Christian Pampel (born 6 September 1979 in Gehrden) is a retired volleyball player from Germany.

== Career ==
Christian Pampel started his career in Hochstetten in 1995. After three years in the Volleyball-boarding school Frankfurt, he went to the first division club VfB Friedrichshafenin in 1999, won his first championship in 2000, and made it to the final of the Champions League in 2000. In 2001, he won both the German championship and the German cup and took part at the European Volleyball Championship in the Czech Republic. In 2002, he won the German championship and cup again. In the following European Volleyball Championship in Germany, he was one of the best players, second in the Top-Scorer Ranking and got elected German Volleyball-player of the year 2003. Then he went to play in Italy. For the second division (A2) club Loreto first, then in the first division (A1) club Vibo Valentia where he made it to the final of the Italian cup and the playoffs. In 2005, he went to the A1-club Semprevolley Padua and got elected A1-player of the month February 2006. For the playoffs he was hired by the Greek powerhouse Olympiacos Piraeus but followed his contract with Padova the next championship. He was part of the German National team taking part at the 2006 World Championship held in Japan (9th rank), as well as in the 2007 European Championship in Russia (5th rank).

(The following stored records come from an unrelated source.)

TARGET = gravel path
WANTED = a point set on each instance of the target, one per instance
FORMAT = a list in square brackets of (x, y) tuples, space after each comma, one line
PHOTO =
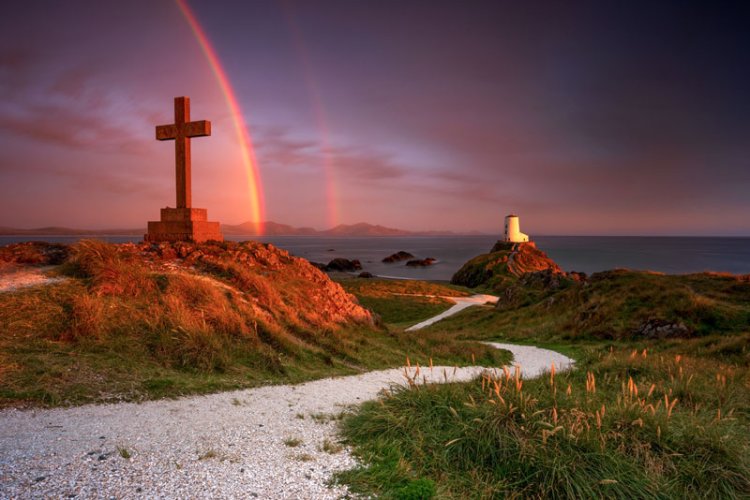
[(228, 445), (14, 278), (461, 304)]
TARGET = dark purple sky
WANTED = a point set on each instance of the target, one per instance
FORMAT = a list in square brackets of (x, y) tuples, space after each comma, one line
[(582, 117)]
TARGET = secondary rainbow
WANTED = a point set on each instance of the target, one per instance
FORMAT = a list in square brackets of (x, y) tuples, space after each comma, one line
[(255, 188)]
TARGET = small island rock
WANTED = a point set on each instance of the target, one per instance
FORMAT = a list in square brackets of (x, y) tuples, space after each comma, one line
[(345, 265), (398, 257)]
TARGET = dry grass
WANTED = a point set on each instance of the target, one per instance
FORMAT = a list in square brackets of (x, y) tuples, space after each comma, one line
[(626, 424), (129, 327)]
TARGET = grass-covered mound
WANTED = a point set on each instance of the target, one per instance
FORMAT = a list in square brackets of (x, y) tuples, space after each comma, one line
[(617, 305), (142, 321), (402, 303), (503, 266), (625, 424)]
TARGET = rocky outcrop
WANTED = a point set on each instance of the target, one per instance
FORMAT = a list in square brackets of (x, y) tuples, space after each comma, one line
[(660, 329), (505, 265), (398, 257), (343, 265)]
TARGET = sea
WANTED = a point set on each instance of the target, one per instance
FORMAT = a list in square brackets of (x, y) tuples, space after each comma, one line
[(589, 254)]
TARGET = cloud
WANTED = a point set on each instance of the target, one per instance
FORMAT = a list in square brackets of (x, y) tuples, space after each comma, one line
[(277, 150)]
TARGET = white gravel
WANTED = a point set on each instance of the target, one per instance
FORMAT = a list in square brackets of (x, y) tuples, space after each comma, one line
[(14, 278), (461, 304), (228, 445)]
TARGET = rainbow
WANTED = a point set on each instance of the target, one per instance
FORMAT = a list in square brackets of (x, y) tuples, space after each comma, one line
[(319, 110), (255, 188)]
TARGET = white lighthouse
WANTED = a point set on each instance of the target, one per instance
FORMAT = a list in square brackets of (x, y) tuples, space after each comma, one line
[(513, 232)]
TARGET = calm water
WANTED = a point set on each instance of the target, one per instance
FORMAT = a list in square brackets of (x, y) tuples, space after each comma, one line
[(589, 254)]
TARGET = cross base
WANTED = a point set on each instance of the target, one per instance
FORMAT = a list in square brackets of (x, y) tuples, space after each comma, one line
[(183, 224)]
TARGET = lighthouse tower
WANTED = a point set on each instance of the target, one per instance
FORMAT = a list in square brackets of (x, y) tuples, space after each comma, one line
[(513, 232)]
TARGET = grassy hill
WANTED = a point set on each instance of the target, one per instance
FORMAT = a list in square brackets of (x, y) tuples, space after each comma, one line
[(658, 405), (135, 322)]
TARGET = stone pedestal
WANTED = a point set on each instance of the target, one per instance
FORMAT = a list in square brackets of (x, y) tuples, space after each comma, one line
[(183, 224)]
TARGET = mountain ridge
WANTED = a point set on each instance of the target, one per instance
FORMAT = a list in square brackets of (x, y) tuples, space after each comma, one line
[(360, 229)]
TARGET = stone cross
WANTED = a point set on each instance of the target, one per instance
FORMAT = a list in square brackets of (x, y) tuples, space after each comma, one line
[(181, 131)]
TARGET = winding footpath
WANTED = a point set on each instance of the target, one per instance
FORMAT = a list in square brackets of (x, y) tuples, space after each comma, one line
[(237, 444)]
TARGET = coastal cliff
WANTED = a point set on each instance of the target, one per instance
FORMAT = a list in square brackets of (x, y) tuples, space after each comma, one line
[(504, 266)]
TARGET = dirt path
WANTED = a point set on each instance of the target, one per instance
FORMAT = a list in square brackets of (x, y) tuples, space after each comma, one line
[(461, 304), (269, 442), (13, 278)]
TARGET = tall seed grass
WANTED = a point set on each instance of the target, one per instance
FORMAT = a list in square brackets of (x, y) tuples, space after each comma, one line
[(631, 425)]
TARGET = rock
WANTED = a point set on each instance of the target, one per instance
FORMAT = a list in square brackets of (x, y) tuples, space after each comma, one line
[(504, 266), (319, 265), (398, 257), (344, 265), (546, 279), (577, 276), (661, 329), (421, 262)]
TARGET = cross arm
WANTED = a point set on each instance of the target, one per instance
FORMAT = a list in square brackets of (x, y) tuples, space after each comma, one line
[(166, 132), (198, 128)]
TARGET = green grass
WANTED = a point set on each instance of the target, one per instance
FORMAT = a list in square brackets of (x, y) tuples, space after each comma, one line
[(683, 434), (614, 306), (544, 442), (123, 328), (402, 303)]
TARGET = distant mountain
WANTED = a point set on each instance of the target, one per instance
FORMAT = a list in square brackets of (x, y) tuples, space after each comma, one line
[(67, 231), (364, 229), (245, 229), (269, 228), (361, 229)]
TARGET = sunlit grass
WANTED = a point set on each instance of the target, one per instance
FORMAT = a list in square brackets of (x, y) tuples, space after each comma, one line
[(626, 424)]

In 2007, he went back to Friedrichshafen and again won the German Cup and Championship. With the national team he made it to the Olympic games in Beijin 2008 (9th rank). After that he played for Gazprom-Jugra Surgut until September and was then hired by the Italian A1-club Copra Volley Piacenza where he won the Italian Championship 2009. After a summer in South Korea, he went to Qatar in December 2009 and won the GCC Cup in 2010. He won the Qatar Championship in 2010, 2011 and 2012. In 2012, he won the 2012 Asian Men's Club Volleyball Championship with Al Arabi and was Top Scorer of the tournament. In 2010, 2011, and 2012, he participated in the FIVB Men's Club World Championship. Since 2016 Pampel is Head Coach and Player of TSV Mimmenhausen in the 2nd Bundesliga Germany (until 2018 one League below).